HSF FOCUS
The Zuma administration harmed economic growth in several ways. There was zero interest in the patient promotion of growth. Instead, elite enrichment by any means possible was the central focus. To the latter end, institutions essential to growth were hollowed out and partly repurposed for private accumulation. Revelations of outrageous corruption failed to lead to investigation and punishment. The quality of management and accountability in the state and state owned entities declined. Fiscal space was used up rapidly and the public debt to GDP ratio soared. Vague symbolic appeals to ‘radical economic transformation’ were used to divert attention from the increasing mess, increasing uncertainty.
The replacement of Zuma has brought a change in tone, but it remains to be seen how far attention to economic growth can be sustained in the medium term, given competing demands for attention in the form of political firefighting and the 2019 election. Still, if achieving economic growth requires persistence, so does the advocacy of measures to promote it. Accordingly, FOCUS publishes four articles on growth by leading economists in this edition.
The central point is that South Africa is stuck in developmental terms.
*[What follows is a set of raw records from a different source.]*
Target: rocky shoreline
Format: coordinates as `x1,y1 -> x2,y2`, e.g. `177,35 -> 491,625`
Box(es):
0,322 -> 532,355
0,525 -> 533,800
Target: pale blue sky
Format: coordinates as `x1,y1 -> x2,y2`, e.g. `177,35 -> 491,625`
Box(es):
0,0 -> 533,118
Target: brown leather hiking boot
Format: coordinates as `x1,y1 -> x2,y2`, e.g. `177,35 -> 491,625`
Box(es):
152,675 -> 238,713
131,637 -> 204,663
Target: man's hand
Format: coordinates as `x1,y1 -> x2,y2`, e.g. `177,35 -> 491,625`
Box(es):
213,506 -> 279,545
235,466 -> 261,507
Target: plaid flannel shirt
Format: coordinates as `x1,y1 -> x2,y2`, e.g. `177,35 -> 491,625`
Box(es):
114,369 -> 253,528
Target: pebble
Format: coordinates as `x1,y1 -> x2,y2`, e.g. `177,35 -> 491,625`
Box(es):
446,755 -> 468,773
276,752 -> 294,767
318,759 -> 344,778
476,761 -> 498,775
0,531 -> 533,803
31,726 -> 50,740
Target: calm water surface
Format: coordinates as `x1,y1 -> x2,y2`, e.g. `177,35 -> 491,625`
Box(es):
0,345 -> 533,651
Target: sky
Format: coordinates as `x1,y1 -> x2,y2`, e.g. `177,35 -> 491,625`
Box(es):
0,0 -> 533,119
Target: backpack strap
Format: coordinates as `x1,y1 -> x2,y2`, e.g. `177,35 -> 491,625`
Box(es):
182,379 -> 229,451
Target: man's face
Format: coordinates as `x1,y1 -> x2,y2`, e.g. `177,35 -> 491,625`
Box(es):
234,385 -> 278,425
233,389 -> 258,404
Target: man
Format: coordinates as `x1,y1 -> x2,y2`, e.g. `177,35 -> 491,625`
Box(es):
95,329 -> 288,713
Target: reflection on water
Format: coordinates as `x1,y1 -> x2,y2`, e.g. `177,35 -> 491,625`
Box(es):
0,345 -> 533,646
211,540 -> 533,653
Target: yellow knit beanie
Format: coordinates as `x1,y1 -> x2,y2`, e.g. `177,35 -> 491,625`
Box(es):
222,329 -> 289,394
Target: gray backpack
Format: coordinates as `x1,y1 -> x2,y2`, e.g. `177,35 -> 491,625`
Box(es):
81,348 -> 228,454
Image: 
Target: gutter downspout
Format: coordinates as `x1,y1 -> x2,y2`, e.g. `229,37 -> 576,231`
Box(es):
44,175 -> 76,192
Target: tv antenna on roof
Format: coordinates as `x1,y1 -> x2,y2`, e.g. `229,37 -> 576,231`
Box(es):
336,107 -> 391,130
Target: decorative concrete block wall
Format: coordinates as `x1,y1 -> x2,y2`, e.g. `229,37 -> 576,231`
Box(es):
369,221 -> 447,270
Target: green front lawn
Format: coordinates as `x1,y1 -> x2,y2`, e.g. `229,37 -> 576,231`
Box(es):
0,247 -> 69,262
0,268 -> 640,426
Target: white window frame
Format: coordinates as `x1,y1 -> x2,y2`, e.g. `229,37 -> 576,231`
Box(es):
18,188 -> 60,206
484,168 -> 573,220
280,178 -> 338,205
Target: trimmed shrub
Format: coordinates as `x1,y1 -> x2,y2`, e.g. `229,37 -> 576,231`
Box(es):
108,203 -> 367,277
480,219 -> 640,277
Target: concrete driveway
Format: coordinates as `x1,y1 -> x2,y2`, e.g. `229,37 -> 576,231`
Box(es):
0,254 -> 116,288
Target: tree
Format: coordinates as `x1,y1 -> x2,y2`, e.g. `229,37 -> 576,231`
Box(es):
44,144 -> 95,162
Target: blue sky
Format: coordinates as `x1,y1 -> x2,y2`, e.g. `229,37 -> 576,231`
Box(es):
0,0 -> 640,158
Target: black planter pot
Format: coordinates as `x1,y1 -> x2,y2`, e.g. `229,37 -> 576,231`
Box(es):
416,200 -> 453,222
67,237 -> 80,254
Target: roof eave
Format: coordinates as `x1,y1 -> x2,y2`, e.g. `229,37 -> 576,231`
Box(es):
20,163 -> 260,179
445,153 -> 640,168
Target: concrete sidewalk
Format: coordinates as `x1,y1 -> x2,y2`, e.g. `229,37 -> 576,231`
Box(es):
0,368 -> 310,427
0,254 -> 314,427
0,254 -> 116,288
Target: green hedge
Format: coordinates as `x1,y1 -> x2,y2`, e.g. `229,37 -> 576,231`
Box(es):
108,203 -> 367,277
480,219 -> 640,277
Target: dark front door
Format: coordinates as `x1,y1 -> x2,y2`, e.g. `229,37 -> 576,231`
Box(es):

Johannes Fedderke argues that potential economic growth (the speed limit for the economy in the medium term has dropped to below 2% since 2010. The International Monetary Fund concurs. Its April 2018 projection implies a potential growth rate of 1.8% in the early 2020s. Given a population growth rate of 1.1% in the same period, the tiny growth in real per capita incomes, if maintained, imply that it would take a century for living standards to double.
Fedderke shows that poor growth performance has long been a feature of the South African economy, arguing that unbalanced growth, product market distortions, a misconception of the relation between inequality and growth, and political economy constraints are responsible. Unbalanced growth under South African circumstances is concentrating labour absorption in low productivity sectors, making policy that drives up the real price of labour likely to be particularly counterproductive. Instead, supply side measures are needed, with particular attention to international competitiveness and access to world markets needed to increase competition in the South African economy. High levels of concentration in output markets lead to high mark-ups, lower productivity growth and they reinforce labour market inflexibility.
While there are endless studies on inequality, there is virtually no analysis of the relationship between inequality and economic growth. Fedderke finds that growth and inequality determine each other in a benevolent way. In particular, the impact of growth on labour absorption, and hence inequality is strong. He also finds that there has been erosion in the quality of governance, dampening economic growth.